Have you ever wondered what that bump was on your dog’s eyelid?
Eyelid masses commonly develop in dogs. They are more common to develop in older dogs but can occur in dogs of any age. The most common types of canine eyelid masses are Meibomian gland adenomas, papillomas, and melanomas. Approximately 95% of canine eyelid masses are benign and do not spread to other areas of the body; however, they do have the potential to cause structural changes to the eyelid and changes to the cornea due to chronic rubbing. This chronic rubbing
and irritation can cause corneal ulceration, increased tearing, conjunctival redness, and formation of corneal vessels and pigmentation. Eyelid masses also tend to enlarge. Typically, eyelid masses can be removed in a primary fashion without extensive skin grafting procedures if the mass takes up 1/3 of the eyelid margin or less. For this reason, it is important to have these eyelid masses evaluated sooner rather than later. If the eyelid mass extends beyond 1/3 of the margin, it can still be removed, but may require a more extensive surgical procedure. Due to the potential for discomfort and decreased vision, removal of eyelid masses is typically recommended.

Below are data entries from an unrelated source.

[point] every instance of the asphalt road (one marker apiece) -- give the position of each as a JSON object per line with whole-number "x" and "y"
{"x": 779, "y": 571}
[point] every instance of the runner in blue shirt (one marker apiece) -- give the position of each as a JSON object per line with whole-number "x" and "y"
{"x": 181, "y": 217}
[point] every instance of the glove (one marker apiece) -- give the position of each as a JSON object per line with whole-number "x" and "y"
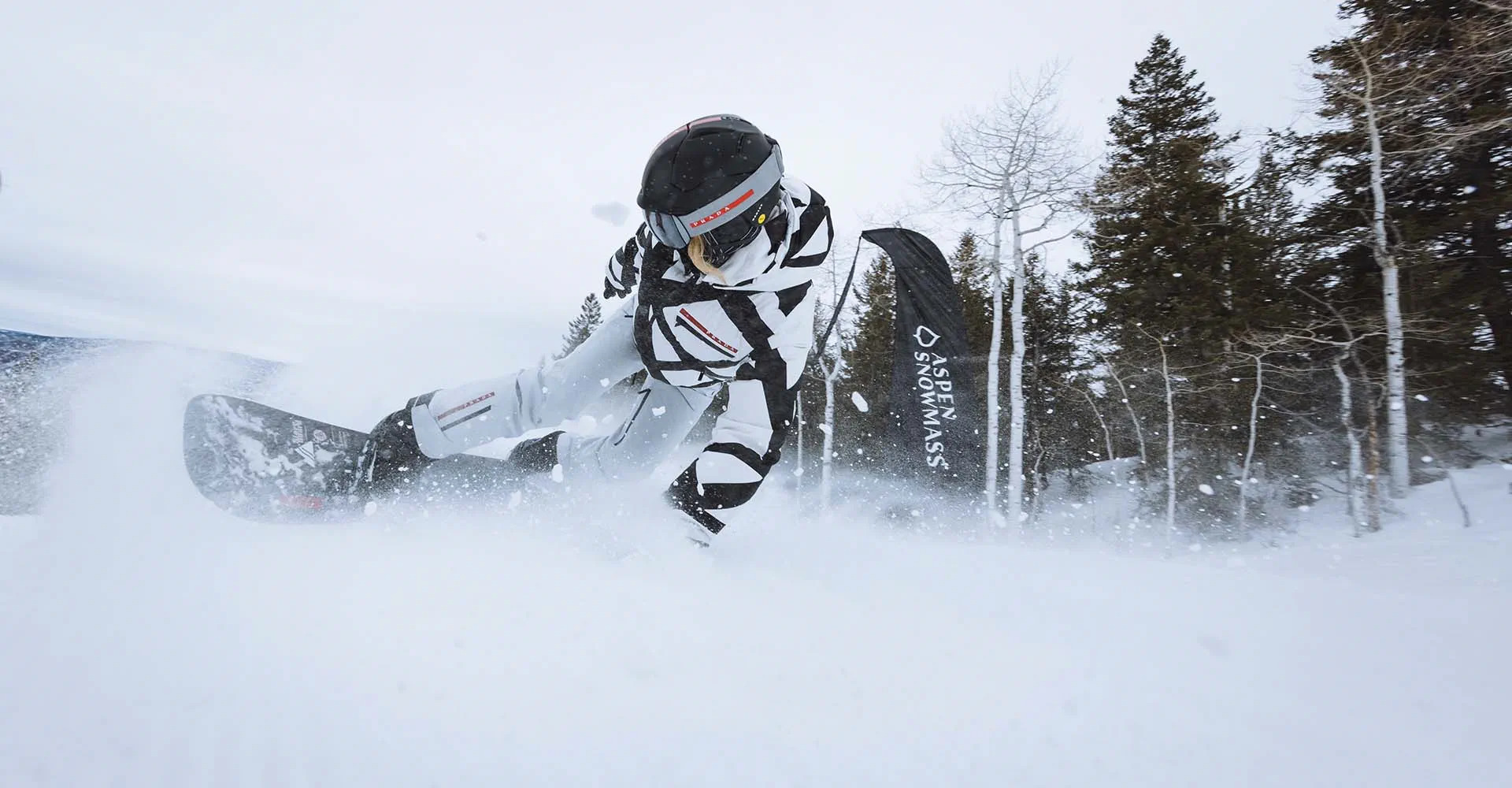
{"x": 619, "y": 281}
{"x": 391, "y": 455}
{"x": 684, "y": 498}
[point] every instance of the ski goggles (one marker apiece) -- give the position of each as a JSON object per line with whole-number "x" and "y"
{"x": 676, "y": 232}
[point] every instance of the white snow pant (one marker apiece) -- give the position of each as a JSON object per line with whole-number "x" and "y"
{"x": 476, "y": 413}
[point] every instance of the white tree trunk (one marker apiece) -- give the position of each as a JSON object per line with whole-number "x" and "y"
{"x": 1346, "y": 416}
{"x": 1139, "y": 431}
{"x": 1017, "y": 381}
{"x": 1171, "y": 448}
{"x": 828, "y": 455}
{"x": 1249, "y": 451}
{"x": 1392, "y": 299}
{"x": 994, "y": 355}
{"x": 797, "y": 416}
{"x": 1107, "y": 434}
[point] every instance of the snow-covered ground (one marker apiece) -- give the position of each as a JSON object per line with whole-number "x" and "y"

Eyelid masses are treated by surgical removal. Sometimes if the mass is very large and complete resection is not possible, surgical removal is combined with cryotherapy, or freezing of the mass removal site, to prevent the return of tumor cells. After removal, the eyelid mass is submitted for biopsy in order to obtain a definitive diagnosis. Even though the most common types of eyelid masses have characteristic physical features, a definitive diagnosis cannot be made without histologic examination under a microscope. Surgical excision is typically curative, and it is rare for eyelid masses to return after surgery.